自民党の党大会に陸上自衛隊の隊員が国歌斉唱を務めて物議を醸した問題で、木原稔官房長官は15日、「しっかりと反省すべきだ」とこれまでの「問題なし」から一転、非を認め、火消しに走っている。

 12日に開催した党大会で、陸上自衛隊中央音楽隊の鶫真衣3等陸曹が開会セレモニーで国歌を斉唱した。現役隊員が制服姿で登場したことに「隊員は選挙権の行使を除き、政治的な行為をしてはならない」と定めた自衛隊法に抵触すると野党が追及していた。

 自民党の鈴木俊一幹事長や萩生田光一幹事長代行は「違反しない」と説明に追われ、高市早苗首相は14日に「自衛官は職務ではなく、私人として旧知の民間の方から依頼を受け、国歌を歌唱した。自衛隊法違反には当たらない。(党大会出席も)法律的に問題ない」と話し、自身の関与は否定していた。

 ところが、木原氏はこの日、「法律に違反するということと、政治的誤解を招かないかということは別問題で、しっかり反省すべき」と姿勢を改めた。連立を組む日本維新の会からも「不適切だったという評価を下さざるを得ない。自民の意思決定はうかつだった」(藤田文武共同代表)、「自民党側が政治的に配慮すべきで、自衛官が不利益にならないようにしてほしい」(吉村洋文代表)と苦言を呈された。

 高支持率でおごりが出ていた中で、自浄能力を見せたともいえるが、ハシゴを外されたのは小泉進次郎防衛相だ。木原氏は「法的問題はなくても政務三役や官房長、事務次官まで上がっていれば別の判断があった」と付け加え、党大会を仕切った自民党執行部ではなく、防衛省内の体制に問題があったとした。
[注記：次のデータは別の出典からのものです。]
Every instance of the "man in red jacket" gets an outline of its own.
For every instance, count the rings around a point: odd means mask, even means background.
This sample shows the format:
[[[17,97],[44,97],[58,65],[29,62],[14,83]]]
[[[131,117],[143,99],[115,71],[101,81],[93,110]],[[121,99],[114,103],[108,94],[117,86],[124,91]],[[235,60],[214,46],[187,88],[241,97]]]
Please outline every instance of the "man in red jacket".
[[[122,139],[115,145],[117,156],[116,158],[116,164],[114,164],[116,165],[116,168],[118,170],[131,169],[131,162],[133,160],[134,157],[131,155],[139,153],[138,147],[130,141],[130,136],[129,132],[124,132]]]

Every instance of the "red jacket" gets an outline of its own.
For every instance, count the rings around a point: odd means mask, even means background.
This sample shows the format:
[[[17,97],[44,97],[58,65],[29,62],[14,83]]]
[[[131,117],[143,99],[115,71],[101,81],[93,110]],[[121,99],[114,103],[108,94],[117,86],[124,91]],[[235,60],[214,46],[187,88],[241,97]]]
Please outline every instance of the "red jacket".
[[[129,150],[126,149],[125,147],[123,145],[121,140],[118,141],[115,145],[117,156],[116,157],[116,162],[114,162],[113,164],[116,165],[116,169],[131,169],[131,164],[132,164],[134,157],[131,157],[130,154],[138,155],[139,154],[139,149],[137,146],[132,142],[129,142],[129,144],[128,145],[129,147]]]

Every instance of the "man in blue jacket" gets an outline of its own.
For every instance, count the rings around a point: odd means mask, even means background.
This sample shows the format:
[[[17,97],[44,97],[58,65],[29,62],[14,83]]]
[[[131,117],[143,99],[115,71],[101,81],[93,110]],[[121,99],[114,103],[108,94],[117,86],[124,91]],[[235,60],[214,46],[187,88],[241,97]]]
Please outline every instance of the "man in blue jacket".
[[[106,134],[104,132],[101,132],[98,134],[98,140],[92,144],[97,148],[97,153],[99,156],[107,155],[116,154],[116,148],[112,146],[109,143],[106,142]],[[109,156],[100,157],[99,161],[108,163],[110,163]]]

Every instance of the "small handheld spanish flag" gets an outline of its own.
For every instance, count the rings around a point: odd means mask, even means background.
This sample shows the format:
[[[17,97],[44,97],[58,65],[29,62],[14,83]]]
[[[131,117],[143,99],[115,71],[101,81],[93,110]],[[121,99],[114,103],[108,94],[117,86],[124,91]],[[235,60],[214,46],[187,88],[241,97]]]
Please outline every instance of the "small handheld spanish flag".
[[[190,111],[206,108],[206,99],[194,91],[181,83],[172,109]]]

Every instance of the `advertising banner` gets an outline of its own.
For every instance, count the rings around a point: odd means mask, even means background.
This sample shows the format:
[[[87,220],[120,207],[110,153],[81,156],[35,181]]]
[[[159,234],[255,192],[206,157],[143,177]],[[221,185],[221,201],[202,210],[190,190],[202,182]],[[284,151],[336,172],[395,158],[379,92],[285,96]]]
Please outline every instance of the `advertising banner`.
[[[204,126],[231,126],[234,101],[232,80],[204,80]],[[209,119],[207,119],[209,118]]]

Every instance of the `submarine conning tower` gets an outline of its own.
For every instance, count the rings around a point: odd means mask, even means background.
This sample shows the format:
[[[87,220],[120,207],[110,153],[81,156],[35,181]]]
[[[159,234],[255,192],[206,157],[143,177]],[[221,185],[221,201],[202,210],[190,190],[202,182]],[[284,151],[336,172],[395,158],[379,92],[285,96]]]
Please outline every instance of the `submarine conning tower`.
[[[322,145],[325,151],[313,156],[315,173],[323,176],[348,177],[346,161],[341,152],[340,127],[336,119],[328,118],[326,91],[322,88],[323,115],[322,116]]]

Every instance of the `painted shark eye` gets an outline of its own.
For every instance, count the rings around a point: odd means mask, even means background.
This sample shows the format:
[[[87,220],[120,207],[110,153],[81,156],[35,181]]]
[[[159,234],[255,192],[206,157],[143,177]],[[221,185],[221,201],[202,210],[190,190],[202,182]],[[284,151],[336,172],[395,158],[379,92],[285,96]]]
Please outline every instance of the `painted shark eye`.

 小泉氏は党大会直後に鶫陸曹とのツーショットをポストするも自衛隊法違反を取りざたされ、「念のため事実関係などを確認するため、いったん取り消した」「事前に聞いていなかった」と苦しい釈明に追われていた。

 防衛省内の情報共有に問題があったのは事実だけにトップとして反省を示すことになりそうだ。